Visualization and Statistical Analysis with Housing for Boston, MA

Final for Statistics for Data Science with Python

Rohan Lewis

2020.04.03

Complete code can be found here. Click graphs and plots for full size.

I. Objective

I am using the Boston, Massachusetts dataset from the class notes. This dataset contains 506 observations and 13 variables related to house sales in Boston, Massachusetts. The variables are related to characteristics and measurements of the houses, their locations, and purchases.

Refer to the description for a complete list of variables and labels.

I was given specific questions and prompts related to exploratory data analysis visualizations and statistical testing.

II. EDA Visualizations

1) Median Value of Owner-Occupied Homes

About half of the median values lie between ~\$17,000 and ~$25,000. There are several expensive median value neighborhoods, as shown by the outliers.

2) Charles River

The vast majority of neighborhoods are not adjacent to the Charles River.

3) Median Value of Owner-Occupied Homes vs Home Ages

As a general rule, the percent of old houses corresponds with an overall decreased median value. However, there are a few select neighborhoods of high median values, as shown by the outliers.

4) Nitric Oxide Concentrations vs Proportion of Non-Retail Business Acres

There is a clear positive relationship with nitrix oxide concentrations and % of non-retail business acres. It is not particularly weak or strong, but noticeable.

5) Pupil to Teacher Ratio

The distribution of pupil to teacher ratio is skewed left.

III. Statistical Analysis

Complete test results can be found here.

1) Median Value of Owner-Occupied Homes and Charles River

Hypothesis:

The median value of houses bounded by the Charles River is different from that of those which are not.

H0:


$M_{CR} = M_{0}$

HA:


$M_{CR} ≠ M_{0}$

Conclusion

The Levene Test was first run to determine equality of variances of the median value houses bounded by the Charles River and that of those which are not. The $\text{p-value} = 0.003 < 0.05$, so we can assume unequal variances.

Running the T-test for Independent Samples, the $\text{p-value} = 7.39 * 10 ^{-5} < 0.05$. The null hypothesis is rejected as there is significant evidence that the median value of houses bounded by the Charles River is different from that of those which are not.

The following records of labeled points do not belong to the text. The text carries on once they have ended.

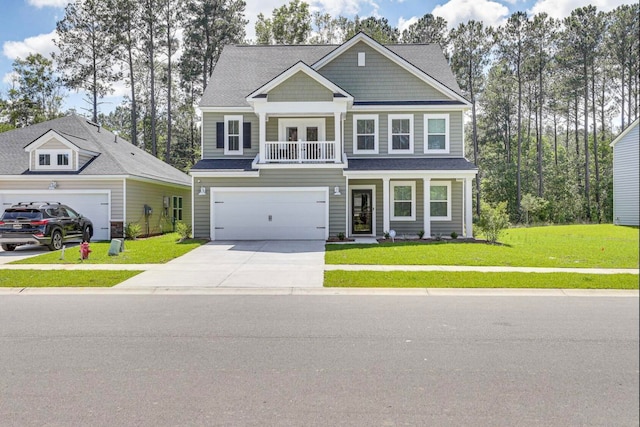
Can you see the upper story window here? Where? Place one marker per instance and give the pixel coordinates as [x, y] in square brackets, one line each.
[400, 133]
[440, 195]
[365, 134]
[47, 159]
[233, 135]
[436, 133]
[403, 200]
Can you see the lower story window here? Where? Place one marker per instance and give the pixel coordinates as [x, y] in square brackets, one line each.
[403, 201]
[440, 194]
[177, 208]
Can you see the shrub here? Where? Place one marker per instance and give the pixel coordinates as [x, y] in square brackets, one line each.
[493, 220]
[184, 230]
[132, 230]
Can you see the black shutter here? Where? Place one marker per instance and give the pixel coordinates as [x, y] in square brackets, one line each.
[220, 135]
[246, 135]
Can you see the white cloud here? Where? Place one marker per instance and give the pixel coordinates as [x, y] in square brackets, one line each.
[404, 24]
[48, 3]
[42, 44]
[459, 11]
[562, 8]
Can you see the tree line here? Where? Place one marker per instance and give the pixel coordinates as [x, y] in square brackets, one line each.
[547, 95]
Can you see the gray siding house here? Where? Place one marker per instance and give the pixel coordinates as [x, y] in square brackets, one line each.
[79, 163]
[626, 176]
[307, 142]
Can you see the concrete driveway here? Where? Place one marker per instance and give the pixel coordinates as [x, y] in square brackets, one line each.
[249, 264]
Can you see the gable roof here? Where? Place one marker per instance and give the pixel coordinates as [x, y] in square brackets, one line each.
[625, 132]
[300, 66]
[116, 156]
[241, 69]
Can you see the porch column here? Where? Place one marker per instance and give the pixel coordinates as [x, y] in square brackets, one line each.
[427, 207]
[468, 208]
[337, 155]
[386, 215]
[262, 136]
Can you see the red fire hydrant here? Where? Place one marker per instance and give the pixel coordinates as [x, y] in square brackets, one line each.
[84, 250]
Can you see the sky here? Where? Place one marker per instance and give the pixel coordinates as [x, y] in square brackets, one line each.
[28, 26]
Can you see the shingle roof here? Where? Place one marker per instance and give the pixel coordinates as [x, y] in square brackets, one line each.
[117, 156]
[241, 69]
[416, 163]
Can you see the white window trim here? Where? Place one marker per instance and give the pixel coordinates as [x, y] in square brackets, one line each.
[240, 120]
[431, 200]
[390, 137]
[373, 117]
[302, 125]
[446, 134]
[411, 184]
[54, 159]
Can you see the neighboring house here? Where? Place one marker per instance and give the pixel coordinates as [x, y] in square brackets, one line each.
[307, 142]
[76, 162]
[626, 176]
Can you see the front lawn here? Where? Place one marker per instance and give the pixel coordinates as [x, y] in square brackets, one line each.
[584, 246]
[153, 250]
[437, 279]
[63, 278]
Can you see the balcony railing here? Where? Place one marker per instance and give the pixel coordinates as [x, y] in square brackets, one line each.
[299, 152]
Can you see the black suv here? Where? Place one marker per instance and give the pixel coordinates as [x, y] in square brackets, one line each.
[44, 223]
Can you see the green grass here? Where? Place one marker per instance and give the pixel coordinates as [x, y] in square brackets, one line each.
[154, 250]
[438, 279]
[63, 278]
[584, 246]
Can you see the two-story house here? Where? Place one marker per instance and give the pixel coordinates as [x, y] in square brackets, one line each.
[306, 142]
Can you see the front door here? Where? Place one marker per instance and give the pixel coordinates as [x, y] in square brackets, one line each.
[361, 211]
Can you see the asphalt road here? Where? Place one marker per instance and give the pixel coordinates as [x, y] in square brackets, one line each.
[315, 360]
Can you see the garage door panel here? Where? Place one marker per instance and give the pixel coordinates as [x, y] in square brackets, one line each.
[94, 206]
[269, 215]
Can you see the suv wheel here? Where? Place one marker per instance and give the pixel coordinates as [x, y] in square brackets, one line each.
[56, 241]
[86, 234]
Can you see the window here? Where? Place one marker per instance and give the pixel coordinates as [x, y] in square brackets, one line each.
[50, 159]
[233, 134]
[177, 208]
[365, 134]
[440, 194]
[403, 201]
[436, 133]
[63, 159]
[400, 133]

2) Median Value of Owner-Occupied Homes and Home Ages

Hypothesis:

The median value of houses, depending on the proportion of houses built prior to 1940, are different.

H0:


$M_{35} = M_{35-70} = M_{70}$

HA:


$M_{35} ≠ M_{35-70}$ or
$M_{35-70} ≠ M_{70}$ or
$M_{70} ≠ M_{35}$

Conclusion

The Levene Test was first run to determine equality of variances of the median value houses, depending on the proportion of houses built prior to 1940. The $\text{p-value} = 0.063 > 0.05$, so we can assume equal variances among t he three groups.

Running the ANOVA, the $\text{p-value} = 1.71 * 10 ^{-15} < 0.05$. The null hypothesis is rejected as there is significant evidence that the median value of houses is different between at least one pair of the groups split by proportion of houses built prior to 1940.

3) Nitric Oxide Concentrations and Proportion of Non-Retail Business Acres

Hypothesis:

There is no relationship between Nitric Oxide concentrations and the proportion of non-retail business acres per town.

H0:


Nitric oxide is not correlated with proportion of non-retail business acres.

HA:


Nitric oxide is correlated with proportion of non-retail business acres.

Conclusion

Running the Pearson Correlation Test, the $\text{p-value} = 7.91 * 10 ^{-98} < 0.05$. The null hypothesis is rejected as there is significant evidence that nitric oxide is correlated with proportion of non-retail business acres.

4) Weighted Distance to Boston Employment Centres and Median Value of Owner-Occupied Homes

Hypothesis:

The weighted distance to the five Boston employment centres impacts the median value of owner-occupied homes.

H0:


$m = 0$.

HA:


$m ≠ 0$.

Conclusion

Running Regression Analysis, the $\text{p-value} = 1.21 * 10 ^{-8} < 0.05$. The null hypothesis is rejected as there is significant evidence that the weighted distance to the five Boston employment centres impacts the median value of owner-occupied homes.

Furthermore, an additonal weighted distance increases the median value by $\$1,091.61$.